Models

Your Turn 1

  • Change the working directory to the folder where wages.xlsx is located and this file is saved.
  • Then import wages.xlsx as wages and copy the code to your setup chunk.
  • Be sure to set NA: to NA.
  • Switch the eval option in the YAML header to true.

Your Turn 2

  • Fit the model

\[ \log(\text{income}) = \beta_0 + \beta_1 \cdot \text{education} + \epsilon \]

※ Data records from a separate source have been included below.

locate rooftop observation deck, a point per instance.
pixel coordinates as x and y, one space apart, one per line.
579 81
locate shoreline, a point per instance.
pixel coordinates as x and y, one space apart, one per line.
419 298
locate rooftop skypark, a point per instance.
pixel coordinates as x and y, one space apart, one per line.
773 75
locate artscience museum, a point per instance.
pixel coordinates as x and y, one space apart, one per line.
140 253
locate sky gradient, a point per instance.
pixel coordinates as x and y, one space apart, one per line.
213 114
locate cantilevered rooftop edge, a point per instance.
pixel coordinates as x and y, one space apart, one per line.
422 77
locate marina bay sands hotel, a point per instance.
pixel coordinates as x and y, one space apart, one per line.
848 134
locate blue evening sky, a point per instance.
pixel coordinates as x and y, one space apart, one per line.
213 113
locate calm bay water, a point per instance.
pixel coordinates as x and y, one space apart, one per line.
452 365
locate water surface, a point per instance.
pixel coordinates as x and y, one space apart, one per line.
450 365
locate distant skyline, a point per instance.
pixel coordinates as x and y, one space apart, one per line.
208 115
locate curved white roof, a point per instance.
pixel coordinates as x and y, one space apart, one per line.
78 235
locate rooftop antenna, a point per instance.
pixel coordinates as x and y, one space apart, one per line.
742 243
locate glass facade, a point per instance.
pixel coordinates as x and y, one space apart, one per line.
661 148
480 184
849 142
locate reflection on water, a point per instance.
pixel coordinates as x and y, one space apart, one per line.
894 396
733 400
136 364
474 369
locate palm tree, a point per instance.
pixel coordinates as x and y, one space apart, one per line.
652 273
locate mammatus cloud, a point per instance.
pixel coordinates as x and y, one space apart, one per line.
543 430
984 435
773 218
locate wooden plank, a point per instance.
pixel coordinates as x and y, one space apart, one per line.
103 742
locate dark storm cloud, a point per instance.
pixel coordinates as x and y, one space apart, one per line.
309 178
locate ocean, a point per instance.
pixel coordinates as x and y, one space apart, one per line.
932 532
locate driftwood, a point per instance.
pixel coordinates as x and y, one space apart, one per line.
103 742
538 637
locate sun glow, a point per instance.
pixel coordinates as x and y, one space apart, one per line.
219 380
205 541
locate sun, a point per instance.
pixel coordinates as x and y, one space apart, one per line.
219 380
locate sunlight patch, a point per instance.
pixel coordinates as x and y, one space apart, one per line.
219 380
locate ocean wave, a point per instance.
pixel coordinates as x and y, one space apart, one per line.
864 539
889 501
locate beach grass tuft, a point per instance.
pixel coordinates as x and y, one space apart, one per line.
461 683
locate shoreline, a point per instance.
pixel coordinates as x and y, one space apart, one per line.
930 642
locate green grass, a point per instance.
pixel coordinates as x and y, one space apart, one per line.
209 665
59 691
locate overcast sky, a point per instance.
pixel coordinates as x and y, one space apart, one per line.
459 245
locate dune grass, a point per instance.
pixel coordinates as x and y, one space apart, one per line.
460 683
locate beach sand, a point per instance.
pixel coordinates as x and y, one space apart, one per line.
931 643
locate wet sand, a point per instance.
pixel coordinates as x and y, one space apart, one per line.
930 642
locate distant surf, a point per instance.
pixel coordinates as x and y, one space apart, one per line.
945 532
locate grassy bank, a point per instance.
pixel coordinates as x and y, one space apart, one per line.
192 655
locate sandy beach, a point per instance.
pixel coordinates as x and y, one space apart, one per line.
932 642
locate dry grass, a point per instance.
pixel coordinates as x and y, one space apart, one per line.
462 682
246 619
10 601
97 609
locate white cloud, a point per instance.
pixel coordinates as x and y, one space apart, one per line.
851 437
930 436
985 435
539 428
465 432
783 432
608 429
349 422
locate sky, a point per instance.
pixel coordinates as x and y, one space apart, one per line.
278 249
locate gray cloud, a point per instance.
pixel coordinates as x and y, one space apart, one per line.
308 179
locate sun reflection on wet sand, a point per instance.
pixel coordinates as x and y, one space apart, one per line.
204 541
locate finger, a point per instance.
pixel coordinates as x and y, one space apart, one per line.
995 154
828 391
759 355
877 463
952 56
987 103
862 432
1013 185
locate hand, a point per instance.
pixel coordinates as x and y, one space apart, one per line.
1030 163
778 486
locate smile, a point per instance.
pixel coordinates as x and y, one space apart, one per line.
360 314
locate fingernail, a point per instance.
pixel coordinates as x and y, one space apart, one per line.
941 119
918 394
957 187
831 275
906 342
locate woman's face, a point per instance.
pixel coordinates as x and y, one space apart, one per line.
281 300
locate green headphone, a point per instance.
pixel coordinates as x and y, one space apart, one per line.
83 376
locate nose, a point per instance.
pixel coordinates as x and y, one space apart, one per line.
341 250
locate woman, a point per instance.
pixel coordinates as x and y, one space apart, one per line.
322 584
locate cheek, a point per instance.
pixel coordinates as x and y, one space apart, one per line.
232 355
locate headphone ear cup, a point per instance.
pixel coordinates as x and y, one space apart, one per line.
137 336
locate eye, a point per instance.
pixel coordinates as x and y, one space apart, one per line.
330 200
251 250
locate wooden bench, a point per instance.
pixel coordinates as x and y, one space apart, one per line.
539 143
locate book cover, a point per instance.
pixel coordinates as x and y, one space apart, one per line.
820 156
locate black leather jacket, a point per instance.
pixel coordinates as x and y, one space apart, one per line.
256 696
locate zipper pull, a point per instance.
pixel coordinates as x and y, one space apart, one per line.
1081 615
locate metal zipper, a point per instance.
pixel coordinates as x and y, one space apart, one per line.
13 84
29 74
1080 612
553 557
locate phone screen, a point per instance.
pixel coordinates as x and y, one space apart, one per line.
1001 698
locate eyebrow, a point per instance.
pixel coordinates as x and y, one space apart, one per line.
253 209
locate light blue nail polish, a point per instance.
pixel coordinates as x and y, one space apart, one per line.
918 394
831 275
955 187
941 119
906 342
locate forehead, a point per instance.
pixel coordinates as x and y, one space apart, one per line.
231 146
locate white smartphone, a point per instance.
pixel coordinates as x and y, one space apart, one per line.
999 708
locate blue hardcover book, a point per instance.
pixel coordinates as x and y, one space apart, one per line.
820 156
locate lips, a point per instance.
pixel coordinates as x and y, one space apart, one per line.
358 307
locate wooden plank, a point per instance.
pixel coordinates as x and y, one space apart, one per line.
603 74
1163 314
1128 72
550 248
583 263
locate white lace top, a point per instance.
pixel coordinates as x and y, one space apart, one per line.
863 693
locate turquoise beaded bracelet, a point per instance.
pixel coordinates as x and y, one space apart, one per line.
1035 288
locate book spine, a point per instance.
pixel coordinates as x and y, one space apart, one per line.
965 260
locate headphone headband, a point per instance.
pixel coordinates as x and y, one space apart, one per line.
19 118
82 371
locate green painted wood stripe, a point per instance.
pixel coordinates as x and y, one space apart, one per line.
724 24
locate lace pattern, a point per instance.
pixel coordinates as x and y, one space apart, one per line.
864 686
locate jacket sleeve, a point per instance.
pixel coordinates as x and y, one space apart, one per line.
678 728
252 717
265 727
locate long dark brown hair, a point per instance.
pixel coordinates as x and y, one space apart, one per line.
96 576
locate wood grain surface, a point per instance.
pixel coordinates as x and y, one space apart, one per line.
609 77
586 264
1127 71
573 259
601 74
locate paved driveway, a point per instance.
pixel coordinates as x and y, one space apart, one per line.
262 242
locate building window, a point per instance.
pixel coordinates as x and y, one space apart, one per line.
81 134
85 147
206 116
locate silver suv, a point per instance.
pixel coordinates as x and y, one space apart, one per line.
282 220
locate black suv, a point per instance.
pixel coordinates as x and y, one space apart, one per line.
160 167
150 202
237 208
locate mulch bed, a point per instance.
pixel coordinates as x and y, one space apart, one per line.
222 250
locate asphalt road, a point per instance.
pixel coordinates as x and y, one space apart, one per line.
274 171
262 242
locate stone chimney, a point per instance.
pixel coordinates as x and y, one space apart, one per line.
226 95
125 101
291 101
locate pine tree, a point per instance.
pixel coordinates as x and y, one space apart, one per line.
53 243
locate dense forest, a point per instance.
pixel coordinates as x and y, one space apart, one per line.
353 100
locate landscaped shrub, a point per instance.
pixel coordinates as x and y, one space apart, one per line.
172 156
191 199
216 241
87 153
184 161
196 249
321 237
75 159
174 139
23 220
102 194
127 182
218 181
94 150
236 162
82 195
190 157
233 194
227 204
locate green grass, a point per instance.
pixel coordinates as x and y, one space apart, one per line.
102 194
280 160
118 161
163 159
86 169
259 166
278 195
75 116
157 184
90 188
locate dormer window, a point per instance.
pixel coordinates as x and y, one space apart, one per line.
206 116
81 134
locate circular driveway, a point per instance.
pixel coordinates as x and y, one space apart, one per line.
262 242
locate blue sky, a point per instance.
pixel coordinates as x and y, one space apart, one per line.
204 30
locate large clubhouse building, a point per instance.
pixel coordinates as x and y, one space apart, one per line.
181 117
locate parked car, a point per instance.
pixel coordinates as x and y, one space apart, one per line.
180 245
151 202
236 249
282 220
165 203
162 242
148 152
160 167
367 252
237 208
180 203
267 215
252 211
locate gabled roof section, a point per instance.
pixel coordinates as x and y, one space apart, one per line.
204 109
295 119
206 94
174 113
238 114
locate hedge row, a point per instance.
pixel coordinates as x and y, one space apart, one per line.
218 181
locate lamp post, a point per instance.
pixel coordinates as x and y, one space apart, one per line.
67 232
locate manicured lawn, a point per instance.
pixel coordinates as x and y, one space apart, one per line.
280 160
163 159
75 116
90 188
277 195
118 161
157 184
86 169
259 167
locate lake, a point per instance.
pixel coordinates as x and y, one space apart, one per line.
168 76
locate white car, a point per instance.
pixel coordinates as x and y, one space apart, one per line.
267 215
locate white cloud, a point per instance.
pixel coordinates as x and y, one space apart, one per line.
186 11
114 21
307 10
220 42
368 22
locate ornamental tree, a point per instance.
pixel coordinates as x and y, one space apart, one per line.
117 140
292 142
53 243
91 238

  • Store the result in an object called mod_e.
  • Examine the output. What does it look like?

Your Turn 3

Use a pipe to model log(income) against height. Then use broom and dplyr functions to extract:

  1. The coefficient estimates and their related statistics
  2. The adj.r.squared and p.value for the overall model

Your Turn 4

Model log(income) against education and height and sex. Can you interpret the coefficients?

Your Turn 5

Add + geom_smooth(method = lm) to the code below. What happens?

wages |> 
  ggplot(aes(x = height, y = log(income))) +
  geom_point(alpha = 0.1)

Your Turn 6

Use add_predictions() to make the plot below. Facetting is by level of education.

# In case you haven't made the ehs model
mod_ehs <- wages|> 
  lm(log(income) ~ education + height + sex, data = _)

# Make plot here

Your Turn 7

Use gather_residuals() to make the plot below.

Caution

Models mod_h and mod_ehs should be available in your environment because you fitted them in previous sections. But you have to fit and store the model mod_eh which stands for education and height.

# Make the plot here

Take Aways

  • Use glance(), tidy(), and augment() from the broom package to return model values in a data frame.

  • Use add_predictions() or gather_predictions() or spread_predictions() from the modelr package to visualize predictions.

  • Use add_residuals() or gather_residuals() or spread_residuals() from the modelr package to visualize residuals.